AI machine learning models are a hot topic right now, and ChatGPT is the name on everyone’s lips. Some believe AI will inevitably lead to millions of job losses worldwide in this decade, while others see it as a fun and interesting development in technology. AI is astonishing the wider world, but does it have any practical application in the trading world?
What’s the source of information for ChatGPT and other AI generators?
OpenAI was revealed to the world by Elon Musk and his fellow founders on 30 November 2022. The world reacted with gaping mouths as Dall-E started generating artwork from a simple text prompt. The results were so convincing that they won an art competition last year after being entered anonymously. Then came OpenAI’s chatbot, ChatGPT, a large-language model, trained using millions of articles, books, and text sources to produce perfect content. ChatGPT’s “knowledge” is based on the information that was available to it at the time of training. For now, it’s not updated dynamically, so its conclusions don’t always reflect the most up-to-date information. In fact, the data that influence ChatGPT only goes up to 2021.
Given that the financial world measures data in milliseconds, it’s fair to say any trading strategies you get from an AI will be either useless or outdated. But, this might not be true for long. To understand where AI will be in the coming years, let’s explore how today’s Expert Advisor trading bots work.
Algorithms and EAs?
Expert Advisor (EA) bots are automated trading systems that are programmed to analyze market data and even make trades. These bots can be integrated with most trading platform software and programmed to execute trades automatically based on market conditions, technical indicators, and other market data. EAs commonly integrate indicators such as the Exponential Moving Average, Bollinger Bands, Fibonacci Retracement, and other popular trading tools, and then react based on a set of predefined rules and parameters that was programmed by an experienced trader.
They can also be designed to manage risk and execute trades at optimal times. EAs are commonly used by traders to automate their strategies and to make trades in the market with less human intervention.
EAs are simply a collection of algorithms that can react in milliseconds.
Algorithms are used in many areas including mathematics, computer science, engineering, and data sorting. They seem smart, but algorithms are not artificial intelligence. They are merely optimized routines, and routines are what experienced traders acquire through education and practical experience. For example, a trader who uses the relative strength index (RSI) is waiting for a trigger point to buy or sell. When RSI passes the horizontal 30-level, it is considered bullish, and the trader will buy. That’s an example of one rule.

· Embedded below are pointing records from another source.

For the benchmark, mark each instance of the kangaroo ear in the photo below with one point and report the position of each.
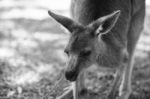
(104, 24)
(68, 23)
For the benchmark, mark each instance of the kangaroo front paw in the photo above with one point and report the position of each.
(66, 95)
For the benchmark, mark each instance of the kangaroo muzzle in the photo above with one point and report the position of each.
(71, 75)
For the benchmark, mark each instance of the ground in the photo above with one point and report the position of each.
(32, 59)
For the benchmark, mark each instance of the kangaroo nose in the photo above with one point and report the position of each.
(71, 76)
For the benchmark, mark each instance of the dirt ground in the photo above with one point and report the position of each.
(32, 59)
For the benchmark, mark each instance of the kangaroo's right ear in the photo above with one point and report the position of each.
(68, 23)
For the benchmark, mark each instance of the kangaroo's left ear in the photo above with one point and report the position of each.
(68, 23)
(104, 24)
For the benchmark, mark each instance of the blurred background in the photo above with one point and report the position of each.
(31, 50)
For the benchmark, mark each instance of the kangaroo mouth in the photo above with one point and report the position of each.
(71, 76)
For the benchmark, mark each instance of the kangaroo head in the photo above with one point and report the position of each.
(85, 42)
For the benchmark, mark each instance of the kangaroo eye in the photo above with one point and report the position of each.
(67, 52)
(85, 53)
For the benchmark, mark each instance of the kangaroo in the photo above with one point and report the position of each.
(103, 33)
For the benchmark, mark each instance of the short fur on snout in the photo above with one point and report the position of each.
(87, 44)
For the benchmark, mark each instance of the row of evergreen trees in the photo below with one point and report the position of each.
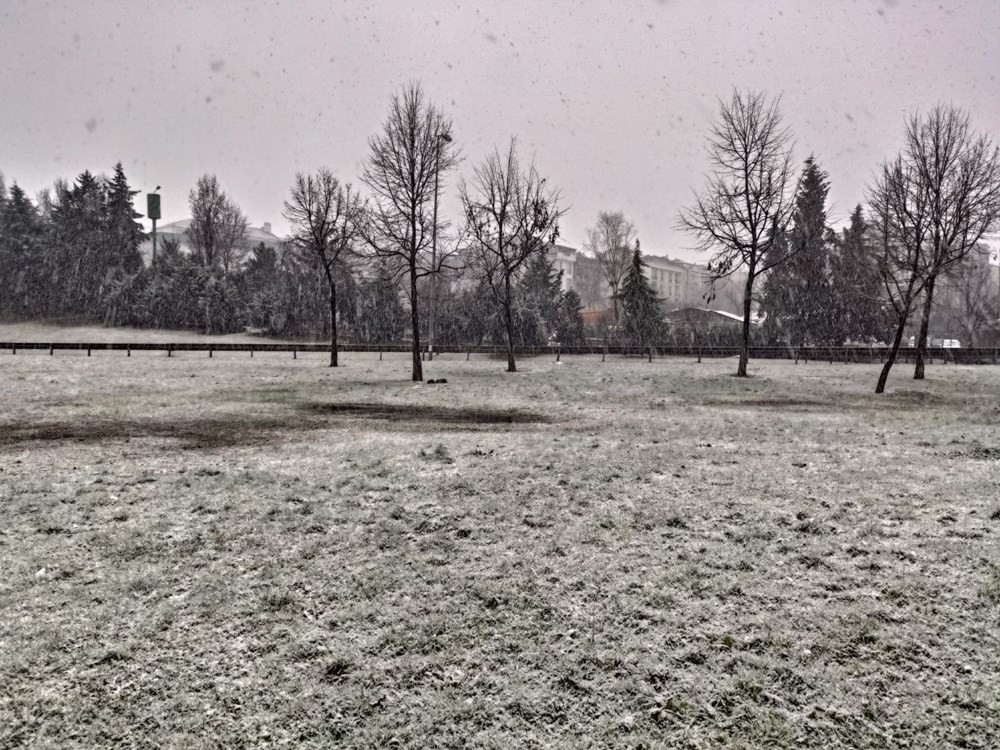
(827, 290)
(59, 257)
(74, 254)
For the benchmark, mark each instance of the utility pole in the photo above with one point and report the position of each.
(441, 138)
(153, 212)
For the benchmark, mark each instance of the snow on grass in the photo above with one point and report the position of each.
(252, 552)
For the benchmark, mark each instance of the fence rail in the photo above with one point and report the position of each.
(808, 354)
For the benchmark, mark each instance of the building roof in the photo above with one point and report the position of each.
(755, 320)
(254, 234)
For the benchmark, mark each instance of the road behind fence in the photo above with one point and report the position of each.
(807, 354)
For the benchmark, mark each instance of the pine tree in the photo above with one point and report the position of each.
(859, 309)
(642, 317)
(125, 234)
(797, 299)
(20, 254)
(380, 315)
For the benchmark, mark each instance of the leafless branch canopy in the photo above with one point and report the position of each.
(611, 241)
(325, 218)
(510, 215)
(748, 199)
(413, 149)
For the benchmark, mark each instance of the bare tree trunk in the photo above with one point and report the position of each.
(333, 319)
(741, 369)
(918, 370)
(896, 341)
(509, 325)
(418, 369)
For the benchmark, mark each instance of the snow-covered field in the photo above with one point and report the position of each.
(237, 552)
(40, 332)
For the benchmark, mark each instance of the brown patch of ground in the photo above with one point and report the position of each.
(421, 413)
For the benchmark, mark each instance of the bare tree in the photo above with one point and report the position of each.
(218, 228)
(325, 218)
(510, 216)
(611, 241)
(747, 202)
(404, 160)
(960, 173)
(901, 210)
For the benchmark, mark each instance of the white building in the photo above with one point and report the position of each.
(177, 230)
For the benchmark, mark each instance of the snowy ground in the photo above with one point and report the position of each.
(237, 552)
(40, 332)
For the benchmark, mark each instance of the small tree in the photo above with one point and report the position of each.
(218, 228)
(643, 317)
(960, 172)
(797, 298)
(380, 315)
(610, 241)
(747, 202)
(325, 217)
(859, 308)
(402, 168)
(570, 330)
(510, 217)
(934, 203)
(538, 297)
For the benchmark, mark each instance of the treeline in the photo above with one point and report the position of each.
(74, 254)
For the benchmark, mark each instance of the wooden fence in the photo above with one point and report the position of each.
(804, 354)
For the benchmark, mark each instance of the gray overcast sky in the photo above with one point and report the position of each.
(614, 99)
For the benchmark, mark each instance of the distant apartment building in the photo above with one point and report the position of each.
(677, 282)
(177, 230)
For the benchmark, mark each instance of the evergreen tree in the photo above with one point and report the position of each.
(538, 297)
(642, 317)
(125, 234)
(859, 309)
(797, 299)
(20, 254)
(570, 331)
(380, 316)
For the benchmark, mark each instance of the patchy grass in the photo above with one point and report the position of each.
(582, 554)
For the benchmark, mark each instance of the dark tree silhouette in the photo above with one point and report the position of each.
(325, 218)
(401, 169)
(747, 202)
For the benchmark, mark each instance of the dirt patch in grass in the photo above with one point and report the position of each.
(422, 414)
(232, 430)
(220, 432)
(579, 555)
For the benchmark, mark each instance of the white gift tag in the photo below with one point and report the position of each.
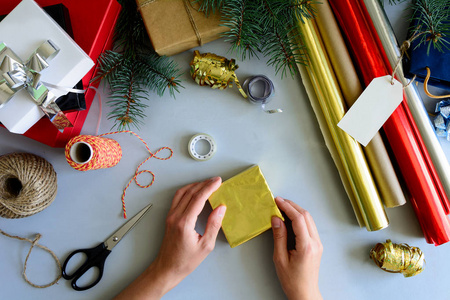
(371, 110)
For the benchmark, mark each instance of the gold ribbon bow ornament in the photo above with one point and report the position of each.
(214, 71)
(17, 75)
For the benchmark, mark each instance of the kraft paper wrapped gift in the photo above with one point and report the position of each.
(23, 31)
(175, 26)
(250, 206)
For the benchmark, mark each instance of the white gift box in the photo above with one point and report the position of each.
(23, 31)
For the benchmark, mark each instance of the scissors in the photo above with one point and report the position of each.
(96, 256)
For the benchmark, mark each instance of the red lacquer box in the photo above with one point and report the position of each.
(93, 26)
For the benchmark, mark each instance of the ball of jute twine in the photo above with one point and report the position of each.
(27, 185)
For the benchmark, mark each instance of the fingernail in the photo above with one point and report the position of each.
(221, 210)
(276, 222)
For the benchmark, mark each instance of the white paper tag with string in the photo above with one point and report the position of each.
(371, 110)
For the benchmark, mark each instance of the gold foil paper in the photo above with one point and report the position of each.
(214, 71)
(398, 258)
(376, 153)
(365, 199)
(250, 206)
(414, 102)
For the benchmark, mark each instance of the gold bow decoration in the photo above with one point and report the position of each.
(398, 258)
(215, 71)
(17, 74)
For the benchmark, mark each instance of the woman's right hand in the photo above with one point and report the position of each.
(298, 270)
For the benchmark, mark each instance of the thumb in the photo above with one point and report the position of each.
(213, 225)
(279, 239)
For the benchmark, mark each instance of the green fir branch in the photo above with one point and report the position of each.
(284, 51)
(127, 98)
(133, 70)
(433, 19)
(244, 33)
(263, 26)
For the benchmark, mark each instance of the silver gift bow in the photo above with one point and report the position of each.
(17, 75)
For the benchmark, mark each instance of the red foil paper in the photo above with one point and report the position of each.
(400, 129)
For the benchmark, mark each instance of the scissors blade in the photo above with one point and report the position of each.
(120, 233)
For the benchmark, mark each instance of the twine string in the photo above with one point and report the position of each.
(425, 87)
(137, 172)
(189, 13)
(403, 49)
(28, 184)
(34, 243)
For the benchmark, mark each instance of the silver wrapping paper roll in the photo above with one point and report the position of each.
(414, 102)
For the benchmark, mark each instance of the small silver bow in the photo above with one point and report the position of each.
(17, 75)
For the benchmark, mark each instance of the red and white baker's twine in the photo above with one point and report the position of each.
(107, 153)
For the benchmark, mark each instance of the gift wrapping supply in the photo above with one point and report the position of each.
(202, 137)
(437, 161)
(265, 97)
(214, 71)
(367, 203)
(28, 184)
(87, 152)
(398, 258)
(371, 61)
(377, 156)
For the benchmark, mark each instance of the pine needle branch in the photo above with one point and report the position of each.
(432, 18)
(133, 70)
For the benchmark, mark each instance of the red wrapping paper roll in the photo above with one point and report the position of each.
(400, 129)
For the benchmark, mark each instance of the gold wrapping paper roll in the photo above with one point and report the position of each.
(377, 156)
(329, 140)
(354, 163)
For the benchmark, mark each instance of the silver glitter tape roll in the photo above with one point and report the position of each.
(193, 142)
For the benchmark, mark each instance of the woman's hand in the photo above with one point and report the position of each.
(183, 248)
(298, 270)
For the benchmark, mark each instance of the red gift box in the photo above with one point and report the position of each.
(93, 25)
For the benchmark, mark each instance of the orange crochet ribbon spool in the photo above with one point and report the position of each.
(88, 152)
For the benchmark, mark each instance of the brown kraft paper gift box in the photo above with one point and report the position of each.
(172, 28)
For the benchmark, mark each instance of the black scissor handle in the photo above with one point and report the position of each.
(95, 258)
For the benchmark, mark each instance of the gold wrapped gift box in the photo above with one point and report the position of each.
(250, 206)
(175, 26)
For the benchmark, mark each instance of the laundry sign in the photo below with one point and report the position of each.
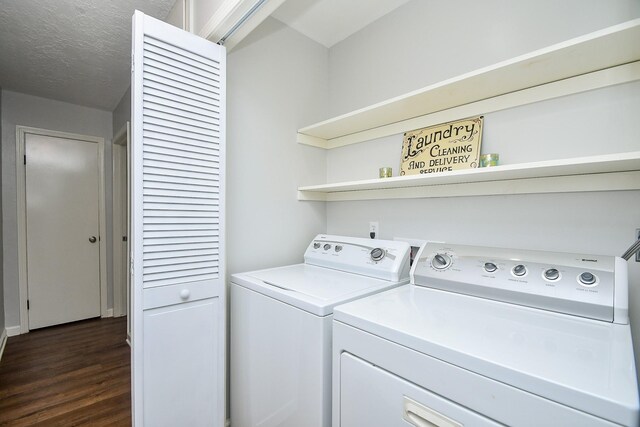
(445, 147)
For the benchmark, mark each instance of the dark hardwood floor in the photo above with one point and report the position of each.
(69, 375)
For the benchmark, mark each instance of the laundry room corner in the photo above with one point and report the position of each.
(277, 82)
(437, 43)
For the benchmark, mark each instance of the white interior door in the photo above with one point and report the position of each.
(62, 222)
(177, 239)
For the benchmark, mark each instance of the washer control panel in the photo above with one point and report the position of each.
(383, 259)
(576, 284)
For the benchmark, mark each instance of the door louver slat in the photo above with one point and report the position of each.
(150, 98)
(188, 98)
(151, 42)
(184, 102)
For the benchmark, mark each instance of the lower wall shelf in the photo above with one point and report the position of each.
(610, 172)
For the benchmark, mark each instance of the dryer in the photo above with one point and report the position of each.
(485, 337)
(280, 319)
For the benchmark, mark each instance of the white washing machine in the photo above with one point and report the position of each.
(280, 342)
(486, 337)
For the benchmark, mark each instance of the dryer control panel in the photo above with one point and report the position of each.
(591, 286)
(382, 259)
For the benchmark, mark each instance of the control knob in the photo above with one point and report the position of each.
(552, 274)
(490, 267)
(441, 261)
(377, 254)
(519, 270)
(587, 278)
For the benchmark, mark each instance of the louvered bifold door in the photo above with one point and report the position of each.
(177, 218)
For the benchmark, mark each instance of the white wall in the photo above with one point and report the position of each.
(277, 81)
(27, 110)
(427, 41)
(122, 112)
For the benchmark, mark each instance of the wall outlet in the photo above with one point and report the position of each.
(374, 230)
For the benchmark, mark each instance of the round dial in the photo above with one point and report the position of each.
(551, 274)
(587, 278)
(519, 270)
(490, 267)
(377, 254)
(440, 261)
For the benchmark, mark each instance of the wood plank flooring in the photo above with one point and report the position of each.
(76, 374)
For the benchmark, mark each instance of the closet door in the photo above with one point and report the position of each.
(177, 245)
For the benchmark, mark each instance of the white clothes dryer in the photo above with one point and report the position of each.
(280, 319)
(486, 337)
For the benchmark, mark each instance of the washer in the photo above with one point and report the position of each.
(280, 341)
(486, 337)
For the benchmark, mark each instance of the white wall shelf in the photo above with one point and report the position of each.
(599, 59)
(610, 172)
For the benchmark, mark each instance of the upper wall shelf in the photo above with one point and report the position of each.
(620, 171)
(599, 59)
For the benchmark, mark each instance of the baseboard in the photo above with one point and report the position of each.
(13, 331)
(3, 342)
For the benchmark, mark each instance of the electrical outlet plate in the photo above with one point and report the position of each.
(374, 228)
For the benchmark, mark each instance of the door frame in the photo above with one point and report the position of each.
(120, 146)
(21, 134)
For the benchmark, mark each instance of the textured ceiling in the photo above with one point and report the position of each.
(331, 21)
(76, 51)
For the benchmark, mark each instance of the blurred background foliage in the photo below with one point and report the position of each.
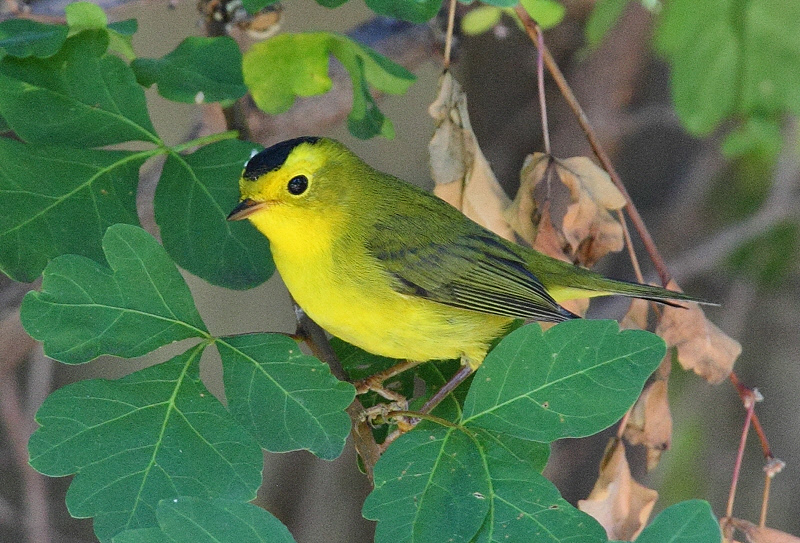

An EA can have multiple rules checking dozens of assets every second, waiting for market conditions and indicators to match the programmed rules. There is no intelligence involved. It is more reactionary rather than creative.
There are thousands of EAs available with the MetaTrader and TradingView platforms, each with their own set of rules, but they don’t offer any kind of guarantee of trading success, because they don’t take into account fundamental or political influences that cannot be factored into a trading chart.
The problem with EAs
EAs use pure technical analysis based on historic data. If I start counting, 1,2,3,4… the next number will be 5, right? In a preschool classroom, yes, but in the global market, anything can happen. Hence the disclaimers that all legitimate brokers include in their communications. Past performance does not guarantee future results.
An experienced trader looks beyond the charts and combines geo-political events, press releases—even the weather. For professional traders, technical analysis is a tool used to strengthen fundamental assumptions and aid trading decisions.
This is why the financial industry has hedge fund managers, portfolio managers, and signals providers. But all that may be coming to an end.
The next Gen AI/EA trading bots
We’re not there yet, but sooner or later the machine learning models used by ChatGPT will be trained to include live and upcoming fundamental analysis to complement technical analysis. The AI training will take into account what happens, statistically, to USD after an NFP release. Or what happens to Euro when both oil and prices spike? When Apple Inc (NASDAQ:). sales data falls short, what usually happens to AAPL prices? If we can track it, so can AI with the proper training.
The machine learning models of today are powerful enough to handle the massive data needed, but they first need to be trained by professional traders. When that day arrives, the financial markets as we know them will change forever.
Until then, the best thing you can do is act like an AI/EA. Train yourself with routines, follow news and reports and take notes on the market reactions, and check the charts and indicators to see which forecasts worked best.
Trading is a business, and like any entrepreneur, you need to know your market if you want to stand out from the crowd. So start learning, dive deep, and only trade when all the fundamental and technical lights are green.